Amizades dentro e fora da política
Aos sábados pela manhã, não dispensava o encontro com sua turminha, nos botecos, um costume típico de sua geração. Ali diante dos tira-gostos reunia-se uma “galera” inigualável e inesquecível, em torno do Jaime, como o próprio Valério, que se mudou para Curitiba como diretor da sucursal da Gazeta Mercantil, e outros como o poeta Paulo Leminski, o cartunista Dante, mais Buchmann, Mercer, Lechinski, Alceu, Lachini, Elaine, Fani, Margarida e vários (mas não muitos) outros que me fogem à memória. Não me cansava de viajar no fim de semana ao Paraná só para estar com esse grupo brilhante.
No Rio, Lerner morava na cidade a convite do governador recém-empossado, Leonel Brizola, ocupando o cargo de secretário do Ano 2.000. Ou seja, era um enviado do futuro que desembarcara de uma máquina do tempo para deter a decadência da Cidade Maravilhosa. Missão impossível de um gaúcho há pouco chegado de volta de 21 anos de exílio e de um paranaense sonhador.

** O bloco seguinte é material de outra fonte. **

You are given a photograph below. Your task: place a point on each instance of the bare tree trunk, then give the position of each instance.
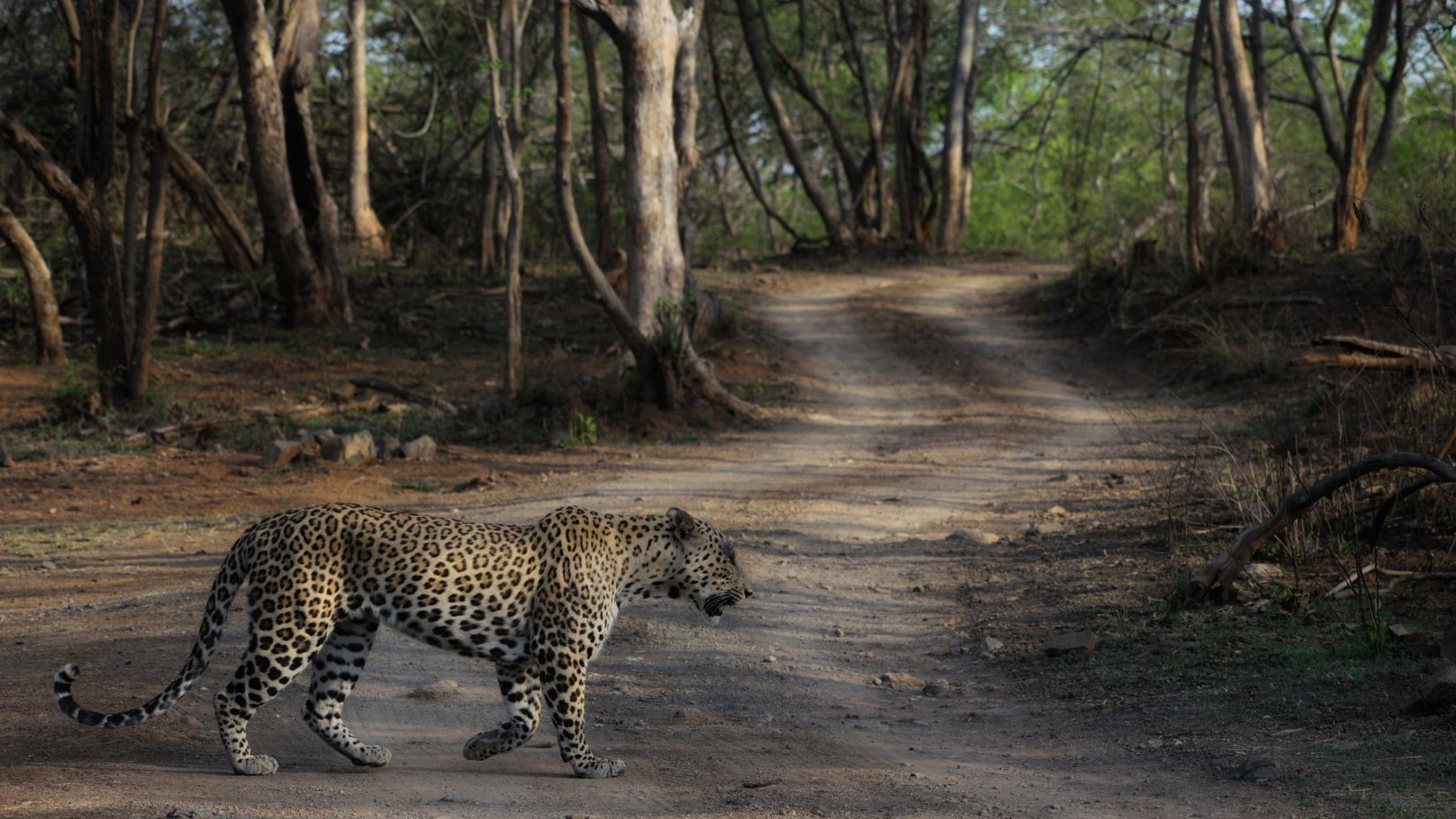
(1220, 98)
(956, 174)
(490, 259)
(839, 235)
(875, 172)
(49, 347)
(228, 229)
(369, 234)
(513, 375)
(304, 288)
(649, 162)
(145, 324)
(1353, 178)
(1258, 216)
(1193, 163)
(600, 150)
(907, 24)
(297, 53)
(649, 40)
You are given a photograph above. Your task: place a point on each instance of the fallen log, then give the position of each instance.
(1216, 577)
(1366, 353)
(380, 385)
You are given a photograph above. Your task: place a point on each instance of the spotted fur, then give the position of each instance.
(537, 601)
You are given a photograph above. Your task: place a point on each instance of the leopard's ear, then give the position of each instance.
(680, 521)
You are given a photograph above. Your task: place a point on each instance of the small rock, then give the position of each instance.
(441, 689)
(353, 449)
(420, 449)
(900, 680)
(1449, 643)
(1070, 643)
(197, 814)
(280, 454)
(1258, 770)
(1439, 685)
(936, 688)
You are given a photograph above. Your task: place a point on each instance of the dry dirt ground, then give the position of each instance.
(927, 410)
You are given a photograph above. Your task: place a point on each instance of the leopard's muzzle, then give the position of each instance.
(715, 605)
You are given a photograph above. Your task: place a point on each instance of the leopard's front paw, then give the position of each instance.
(255, 765)
(598, 769)
(490, 743)
(372, 756)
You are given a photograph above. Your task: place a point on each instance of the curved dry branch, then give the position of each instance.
(1223, 568)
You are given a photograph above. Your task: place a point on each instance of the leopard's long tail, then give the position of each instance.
(214, 614)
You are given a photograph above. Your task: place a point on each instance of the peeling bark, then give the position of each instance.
(49, 347)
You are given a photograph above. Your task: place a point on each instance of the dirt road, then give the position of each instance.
(929, 411)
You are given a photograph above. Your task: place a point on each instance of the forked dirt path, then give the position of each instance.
(842, 519)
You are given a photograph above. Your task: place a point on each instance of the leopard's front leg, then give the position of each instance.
(566, 685)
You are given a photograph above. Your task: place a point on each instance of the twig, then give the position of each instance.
(380, 385)
(1238, 302)
(1343, 588)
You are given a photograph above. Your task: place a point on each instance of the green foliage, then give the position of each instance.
(582, 432)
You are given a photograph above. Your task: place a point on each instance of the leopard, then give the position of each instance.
(537, 601)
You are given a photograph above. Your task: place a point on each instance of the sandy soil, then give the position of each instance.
(929, 411)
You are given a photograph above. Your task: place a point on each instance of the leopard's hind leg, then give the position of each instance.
(335, 671)
(522, 687)
(282, 640)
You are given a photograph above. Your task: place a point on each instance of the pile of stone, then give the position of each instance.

Em comum os dois tinham graduação em Engenharia Civil pelas federais do Rio Grande do S
ul e do Paraná. Lerner com segunda faculdade na Arquitetura de Curitiba. Já era um urbanista famoso, um tanto desconfiado pela esquerda, pois fora prefeito de sua cidade no regime militar, duas vezes. Entretanto, Brizola o conhecia e confiou nele, levando-o para o esquerdismo moderado do PDT. Nessa legenda, Lerner ficou o quanto pode, sempre apoiado por seu mentor, que o considerava, segundo se dizia, “o filho que Brizola quisera ter”. Além disso, o político “cariúcho” não cansava de dizer que Lerner seria seu sucessor na Presidência da República. Nenhum dos dois chegou lá. Tal como Leonel, Lerner tinha seu sonho para o Brasil.
No Rio, o arquiteto paranaense conviveu e interagiu com a maior expressão dessa especialidade no mundo, e quando voltou à sua cidade, já como governador, deu o nome de Oscar Niemayer ao principal museu. O urbanista trabalhou ao lado do lendário Lúcio Costa, o planejador de Brasília, então “dono” da Barra da Tijuca, um subprefeito com todos os poderes que lhe atribuiu Brizola, participando do desenvolvimento daquele bairro da Zona Oeste do Rio, uma visão de futuro implantado nas franjas de uma cidade tetracentenária.
Em Porto Alegre, também deixou sua marca como um dos idealizadores do Parque Marinha do Brasil, devolvendo à capital gaúcha a beleza da orla do rio Guaíba, que estava soterrada por um aterro inconcluso, curiosamente iniciado na prefeitura de Leonel Brizola, seu mecenas na capital fluminense.
Referência em arquitetura e urbanismo
Quando faleceu, Jaime Lerner era uma figura de referência mundial, um orgulho do Brasil, embora pouco reconhecido em seu País. Presidente da União Internacional de Arquitetos, parava o trânsito onde chegasse pelo mundo a fora. Porém, pouco fez para se converter nessa figura ciclópica – sem trocadilhos.
Começou humildemente como o jovem líder de uma equipe de profissionais multidisciplinares (quase todos daquela lista que apresentei acima, como velhos amigos de copo e de papo), que integravam o recém-criado Instituto de Planejamento Urbano de Curitiba, em 1965. Em 1970, o então prefeito Omar Sabbag teve de se afastar do cargo, não havia vice-prefeito, o cargo ficou vago e quando se deu conta Lerner estava nomeado pelo então governador Leon Perez. E por aí foi até chegar às alturas de governador do Paraná. Seu legado está presente nas grandes cidades brasileiras (e do mundo). Um gigante brasileiro.